Gisborne parkrun starts and finishes right across from a beach. It’s common to share the area with surf life savers, surfers, paddleboarders, and kayakers. Running adjacent to the river you often see the waka ama groups practicing. There’s just something about being outside and seeing all these active groups making the most of their Saturday morning. There’s also showers at the start/finish for those really hot mornings!
Do you have an interesting story about one of your regular parkrunners or volunteers?

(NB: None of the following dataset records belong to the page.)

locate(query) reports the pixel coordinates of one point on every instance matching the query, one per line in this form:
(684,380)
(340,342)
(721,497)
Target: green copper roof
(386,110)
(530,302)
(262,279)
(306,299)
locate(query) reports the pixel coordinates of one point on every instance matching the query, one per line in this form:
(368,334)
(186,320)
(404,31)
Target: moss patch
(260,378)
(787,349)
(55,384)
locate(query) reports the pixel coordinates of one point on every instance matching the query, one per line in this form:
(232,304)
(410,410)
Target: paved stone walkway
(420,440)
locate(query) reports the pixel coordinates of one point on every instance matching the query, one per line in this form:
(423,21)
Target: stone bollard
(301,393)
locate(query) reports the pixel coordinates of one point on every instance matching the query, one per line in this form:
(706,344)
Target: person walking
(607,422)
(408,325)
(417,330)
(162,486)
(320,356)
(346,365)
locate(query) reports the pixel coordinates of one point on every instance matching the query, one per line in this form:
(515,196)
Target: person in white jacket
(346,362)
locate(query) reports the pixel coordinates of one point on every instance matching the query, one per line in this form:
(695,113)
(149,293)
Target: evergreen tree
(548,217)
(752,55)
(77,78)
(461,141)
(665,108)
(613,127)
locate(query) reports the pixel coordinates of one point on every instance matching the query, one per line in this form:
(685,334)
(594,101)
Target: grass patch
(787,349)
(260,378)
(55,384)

It’s almost too hard to choose. There’s the families that come together and all participate in one way or another – the Pinn family, Ruifrok, Norris, Houthijzen, McInnes, Oakely, Ney, Cumming, Page, Hull, Levy, and Ladd’s. There’s also a few who are guaranteed to cross the finish line together and make parkrun such a social and warm atmosphere – Bev and Francis, Jeanie and Toni, Tori and Richard, and DJ and Chris. We fondly refer to them as our “benchmarkers” – these are the friends and family members that ALWAYS complete parkrun together and their names are often used to help fix results. Then there’s Jo Turton, Daniel Joyce, Kara Hull, Brent Houthijzen and Katie Kirpatrick who have all made really impressive shifts in their times over multiple parkruns. We also love watching the speedsters – those who make running look easy and effortless.
What impact has your parkrun had on the local community? I think the biggest impact is the friendships that have formed as a result. These friendships have expanded beyond parkrun, as regulars are training together, or joining in on other local sporting events. The support the regulars give each other is palpable. The other special thing I notice about Gisborne parkrun is the number of families that all come out together and participate by either running or volunteering – there’s easily 4 or 5 families where the whole crew joins in – there’s even friendships between kids of different ages that are developing.